17.20 Multidisciplinary Approach For Management Of Necrotizing Pancreatitis: A Case Series

P. SENTHIL-KUMAR1, W. Alswealmeen1, Q. Yan1, P. O’Moore1, T. Braun1, D. Ringold1, O. Kirton1, T. Vu1  1Abington Memorial Hospital,Surgery,Abington, PA, USA

Introduction:

 Necrotizing pancreatitis is often a devastating sequelae of acute pancreatitis. Historically several approaches have been described with variable outcome. Open necrosectomy is associated with higher morbidity (95%) and mortality (25%). Endoscopic necrosectomy often is tolerated well but associated with stent migration and multiple procedures. Video-assisted retroperitoneal debridement is tolerated well but associated with severe bleeding if adjacent blood vessels are injured during the procedure leading to severe complications

Methods:
In our series.
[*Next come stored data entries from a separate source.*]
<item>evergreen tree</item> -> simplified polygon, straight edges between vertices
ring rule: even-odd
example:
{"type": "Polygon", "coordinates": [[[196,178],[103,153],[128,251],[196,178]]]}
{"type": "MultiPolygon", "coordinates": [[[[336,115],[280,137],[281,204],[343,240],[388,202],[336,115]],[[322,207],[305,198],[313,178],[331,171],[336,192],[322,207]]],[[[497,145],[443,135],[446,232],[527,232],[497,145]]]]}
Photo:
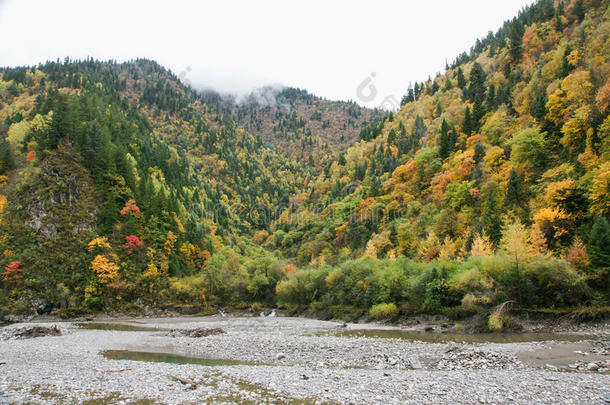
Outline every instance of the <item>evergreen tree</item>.
{"type": "Polygon", "coordinates": [[[462,132],[466,135],[470,135],[472,133],[472,130],[472,114],[470,113],[470,107],[466,107],[466,112],[464,113],[464,121],[462,122],[462,132]]]}
{"type": "Polygon", "coordinates": [[[455,134],[455,131],[453,131],[449,127],[449,124],[447,124],[447,121],[445,121],[445,119],[443,119],[443,122],[441,124],[440,132],[441,136],[438,154],[442,159],[446,159],[451,154],[451,152],[453,152],[457,136],[455,134]]]}
{"type": "Polygon", "coordinates": [[[338,163],[341,166],[345,166],[345,164],[347,163],[347,160],[345,160],[345,155],[343,153],[339,155],[338,163]]]}
{"type": "Polygon", "coordinates": [[[478,165],[481,163],[481,160],[485,157],[485,146],[481,142],[477,142],[474,146],[474,164],[478,165]]]}
{"type": "Polygon", "coordinates": [[[570,56],[571,53],[572,53],[572,46],[570,44],[567,44],[566,49],[563,52],[563,58],[561,60],[561,70],[559,72],[559,75],[561,77],[566,77],[567,75],[570,74],[570,72],[572,70],[574,70],[574,65],[572,65],[570,63],[570,60],[568,59],[568,56],[570,56]]]}
{"type": "Polygon", "coordinates": [[[390,133],[388,134],[388,145],[394,145],[396,142],[396,130],[394,128],[390,129],[390,133]]]}
{"type": "Polygon", "coordinates": [[[593,267],[610,267],[610,225],[608,220],[602,216],[595,218],[589,233],[587,252],[593,267]]]}
{"type": "Polygon", "coordinates": [[[445,76],[445,91],[449,91],[453,88],[453,83],[451,83],[451,79],[449,76],[445,76]]]}
{"type": "Polygon", "coordinates": [[[468,87],[468,96],[475,103],[482,103],[485,99],[485,81],[487,75],[483,70],[483,67],[475,62],[470,72],[470,86],[468,87]]]}
{"type": "Polygon", "coordinates": [[[510,169],[508,185],[506,186],[506,206],[509,208],[521,205],[523,197],[523,181],[515,169],[510,169]]]}
{"type": "Polygon", "coordinates": [[[485,211],[483,212],[483,231],[491,243],[498,246],[502,240],[502,215],[496,196],[492,190],[487,192],[485,198],[485,211]]]}
{"type": "Polygon", "coordinates": [[[6,173],[13,167],[15,167],[15,160],[13,158],[11,144],[7,140],[4,140],[0,142],[0,174],[6,173]]]}
{"type": "Polygon", "coordinates": [[[517,64],[521,61],[523,57],[523,34],[525,33],[525,28],[521,21],[515,19],[510,25],[509,39],[510,44],[508,48],[508,53],[510,55],[511,62],[513,64],[517,64]]]}
{"type": "Polygon", "coordinates": [[[490,110],[496,107],[496,86],[493,84],[489,86],[489,89],[487,89],[485,104],[487,104],[487,108],[490,110]]]}
{"type": "Polygon", "coordinates": [[[464,71],[461,66],[457,69],[457,86],[462,90],[466,87],[466,77],[464,77],[464,71]]]}
{"type": "Polygon", "coordinates": [[[578,21],[582,21],[585,19],[585,5],[582,0],[578,0],[574,3],[574,15],[578,18],[578,21]]]}
{"type": "Polygon", "coordinates": [[[539,91],[537,92],[538,94],[536,94],[536,99],[534,100],[534,103],[532,104],[532,116],[534,118],[536,118],[536,121],[538,122],[543,122],[544,121],[544,117],[546,115],[546,103],[547,103],[547,99],[546,99],[546,94],[544,93],[544,91],[539,91]]]}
We perform a step up approach by Involvement of a multidisciplinary group consisting of general surgeons, gastroenterologists, Infectious disease physicians, critical care internalist, interventional radiologist and nutritional services to formulate a management plan. The necrotized pancreas is initially drained with an IR guided drain, fluid cultures sent for microbiology and treatment with appropriate antibiotics if deemed necessary. The drain is gradually upsized to a 24 Fr sized drain to form a well-defined tract for surgical debridement; A pre-operative CT scan of the abdomen with IV contrast to access the location and proximity of the vasculature around the necrotized pancreas. A collaboration with the interventional radiologist to discuss possible IR embolization of splenic artery prior to surgical debridement. The patient would then undergo video assisted retroperitoneal pancreatic necrosectomy and a sump drain left in-situ at the pancreatic fossa. Post-operative management in the surgical ICU would be lead by the critical care internalist.

Results:
Three patients were managed by this multidisciplinary approach with excellent outcomes. One patient underwent preoperative IR embolization followed by surgical debridement; second patient underwent embolization immediately following debridement; one patient did not require any embolization but had IR on standby if needed to intervene. Post-operatively all three patients recovered well. They all were tolerating good oral intake and were discharged to rehabilitation facilities.

Conclusion:

As this series show an early plan and collaboration with various subspecialities will produce an optimal outcome. It will lead us to a pragmatic and successful approach to this potentially catastrophic condition.